LeetCode 19 Remove Nth Node From End of List Remove the Nth Node, leetcodenth
Question:
Given a linked list, remove the nth node from the end of list and return its head.
For example,
Given linked list: 1->2->3->4->5, and n = 2. After removing the second node from the end, the linked list becomes 1->2->3->5.
Note:
Given n will always be valid.
Try to do this in one pass.
Translation:
Give you a linked list and remove the nth last node.
Ideas:
The difficulty of this question is okay, that is, some details. First, the linked list may be a node. The first node may be deleted.
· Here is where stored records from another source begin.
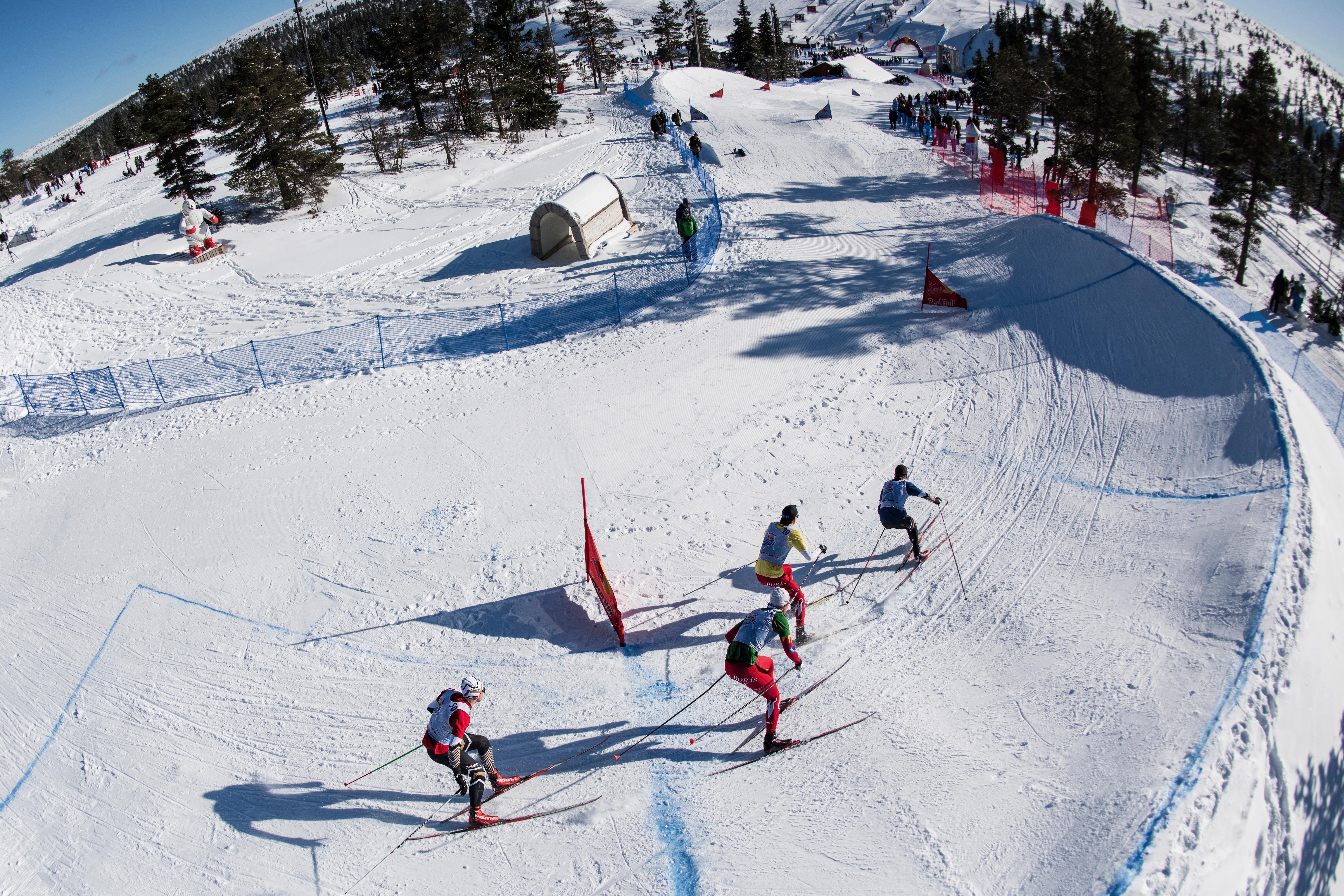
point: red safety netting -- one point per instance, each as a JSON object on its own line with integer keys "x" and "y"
{"x": 1009, "y": 190}
{"x": 597, "y": 575}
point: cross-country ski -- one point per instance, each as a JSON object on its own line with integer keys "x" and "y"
{"x": 791, "y": 746}
{"x": 501, "y": 823}
{"x": 421, "y": 418}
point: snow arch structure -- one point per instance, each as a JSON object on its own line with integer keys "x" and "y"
{"x": 584, "y": 216}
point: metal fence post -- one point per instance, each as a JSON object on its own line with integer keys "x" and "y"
{"x": 80, "y": 394}
{"x": 28, "y": 405}
{"x": 257, "y": 361}
{"x": 116, "y": 389}
{"x": 155, "y": 378}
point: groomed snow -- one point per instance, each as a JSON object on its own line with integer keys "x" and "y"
{"x": 249, "y": 602}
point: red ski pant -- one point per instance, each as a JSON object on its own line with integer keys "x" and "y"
{"x": 760, "y": 679}
{"x": 800, "y": 604}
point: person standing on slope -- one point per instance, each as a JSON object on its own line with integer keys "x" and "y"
{"x": 195, "y": 229}
{"x": 448, "y": 743}
{"x": 772, "y": 570}
{"x": 892, "y": 507}
{"x": 745, "y": 664}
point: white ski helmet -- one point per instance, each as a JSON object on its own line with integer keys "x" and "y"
{"x": 474, "y": 688}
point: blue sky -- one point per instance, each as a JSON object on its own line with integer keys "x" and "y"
{"x": 62, "y": 64}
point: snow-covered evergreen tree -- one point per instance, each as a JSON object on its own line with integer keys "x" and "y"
{"x": 273, "y": 135}
{"x": 171, "y": 124}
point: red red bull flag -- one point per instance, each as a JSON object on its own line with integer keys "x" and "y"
{"x": 937, "y": 292}
{"x": 597, "y": 575}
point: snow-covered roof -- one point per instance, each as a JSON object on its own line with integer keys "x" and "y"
{"x": 589, "y": 197}
{"x": 865, "y": 69}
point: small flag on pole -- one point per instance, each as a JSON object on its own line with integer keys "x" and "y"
{"x": 937, "y": 293}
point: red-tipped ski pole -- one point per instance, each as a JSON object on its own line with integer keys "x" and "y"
{"x": 709, "y": 731}
{"x": 670, "y": 718}
{"x": 855, "y": 584}
{"x": 384, "y": 766}
{"x": 957, "y": 563}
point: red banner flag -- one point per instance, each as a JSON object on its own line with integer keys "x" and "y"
{"x": 937, "y": 293}
{"x": 597, "y": 575}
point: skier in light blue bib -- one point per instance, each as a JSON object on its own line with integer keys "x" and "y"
{"x": 892, "y": 507}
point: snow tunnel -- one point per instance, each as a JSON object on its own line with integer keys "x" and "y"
{"x": 584, "y": 216}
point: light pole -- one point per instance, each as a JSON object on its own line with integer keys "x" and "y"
{"x": 322, "y": 101}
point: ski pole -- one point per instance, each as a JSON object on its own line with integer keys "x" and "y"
{"x": 384, "y": 766}
{"x": 708, "y": 733}
{"x": 718, "y": 578}
{"x": 671, "y": 718}
{"x": 954, "y": 555}
{"x": 855, "y": 584}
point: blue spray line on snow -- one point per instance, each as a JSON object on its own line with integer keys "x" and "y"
{"x": 107, "y": 639}
{"x": 1189, "y": 776}
{"x": 65, "y": 710}
{"x": 683, "y": 874}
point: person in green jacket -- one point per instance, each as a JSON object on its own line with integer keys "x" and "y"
{"x": 687, "y": 228}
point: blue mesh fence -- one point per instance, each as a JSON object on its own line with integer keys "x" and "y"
{"x": 384, "y": 342}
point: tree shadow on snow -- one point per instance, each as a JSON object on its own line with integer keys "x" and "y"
{"x": 91, "y": 248}
{"x": 549, "y": 615}
{"x": 1320, "y": 797}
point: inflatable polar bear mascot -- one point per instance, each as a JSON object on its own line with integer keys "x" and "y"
{"x": 195, "y": 229}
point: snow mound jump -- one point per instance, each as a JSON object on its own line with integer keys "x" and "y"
{"x": 582, "y": 216}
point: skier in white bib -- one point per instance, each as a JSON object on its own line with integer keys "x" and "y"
{"x": 195, "y": 229}
{"x": 892, "y": 507}
{"x": 448, "y": 743}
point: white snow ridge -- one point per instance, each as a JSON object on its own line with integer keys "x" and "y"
{"x": 217, "y": 615}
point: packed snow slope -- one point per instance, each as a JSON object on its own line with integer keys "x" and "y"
{"x": 218, "y": 613}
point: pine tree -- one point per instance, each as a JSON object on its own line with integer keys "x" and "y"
{"x": 1095, "y": 101}
{"x": 406, "y": 60}
{"x": 591, "y": 23}
{"x": 698, "y": 50}
{"x": 1152, "y": 107}
{"x": 273, "y": 135}
{"x": 170, "y": 123}
{"x": 744, "y": 53}
{"x": 1244, "y": 181}
{"x": 765, "y": 49}
{"x": 667, "y": 34}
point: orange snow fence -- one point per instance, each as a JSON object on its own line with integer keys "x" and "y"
{"x": 597, "y": 575}
{"x": 936, "y": 292}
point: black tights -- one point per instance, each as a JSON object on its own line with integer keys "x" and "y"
{"x": 460, "y": 761}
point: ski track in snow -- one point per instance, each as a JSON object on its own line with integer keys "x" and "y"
{"x": 308, "y": 566}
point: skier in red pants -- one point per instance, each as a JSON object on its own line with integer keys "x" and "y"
{"x": 448, "y": 743}
{"x": 773, "y": 573}
{"x": 745, "y": 664}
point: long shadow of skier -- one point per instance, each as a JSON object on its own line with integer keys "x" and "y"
{"x": 244, "y": 806}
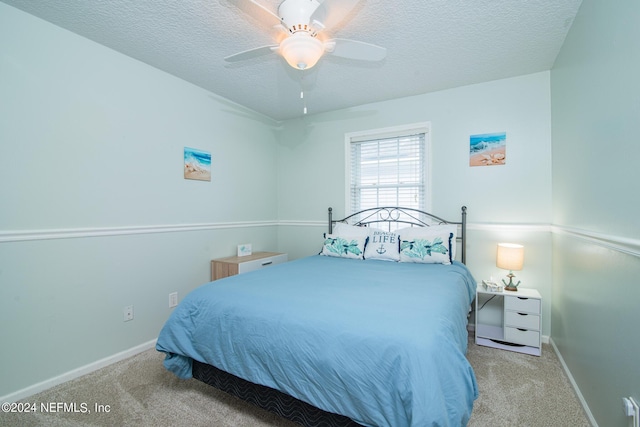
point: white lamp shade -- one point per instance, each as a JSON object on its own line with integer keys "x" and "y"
{"x": 301, "y": 51}
{"x": 510, "y": 256}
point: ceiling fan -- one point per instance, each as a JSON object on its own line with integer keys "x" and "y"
{"x": 304, "y": 23}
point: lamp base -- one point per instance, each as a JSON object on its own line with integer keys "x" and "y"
{"x": 513, "y": 287}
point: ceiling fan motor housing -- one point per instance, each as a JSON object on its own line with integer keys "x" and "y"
{"x": 296, "y": 14}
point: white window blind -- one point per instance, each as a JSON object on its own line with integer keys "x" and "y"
{"x": 388, "y": 171}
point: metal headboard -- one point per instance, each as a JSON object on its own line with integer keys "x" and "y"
{"x": 402, "y": 217}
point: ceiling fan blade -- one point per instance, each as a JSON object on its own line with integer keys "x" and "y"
{"x": 252, "y": 53}
{"x": 353, "y": 49}
{"x": 257, "y": 10}
{"x": 331, "y": 12}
The last step is to delete the node connection after the node is deleted.
Code:
public ListNode removeNthFromEnd(ListNode head, int n) { if(head==null||(head.next == null && n ==1)) return null; ListNode p = head; ListNode q = head; ListNode pre = head; while(n!=1) { q = q.next; n--; } while(q.next!=null) { pre = p; q = q.next; p = p.next; } if(pre.next == p.next) head = head.next; else pre.next = p.next; return head; }
I am using two pointers, p, q, and q, first traverse to the n-1 position, and then both pointers traverse backward at the same time until q ends. At this time, p should be deleted. At the same time, a pointer points to the first one of p.
If p and pre point to the same node, the first element is deleted. Because the previous q. next = null, this is as long as the head node points to his next node.
If p and pre are different, delete p directly.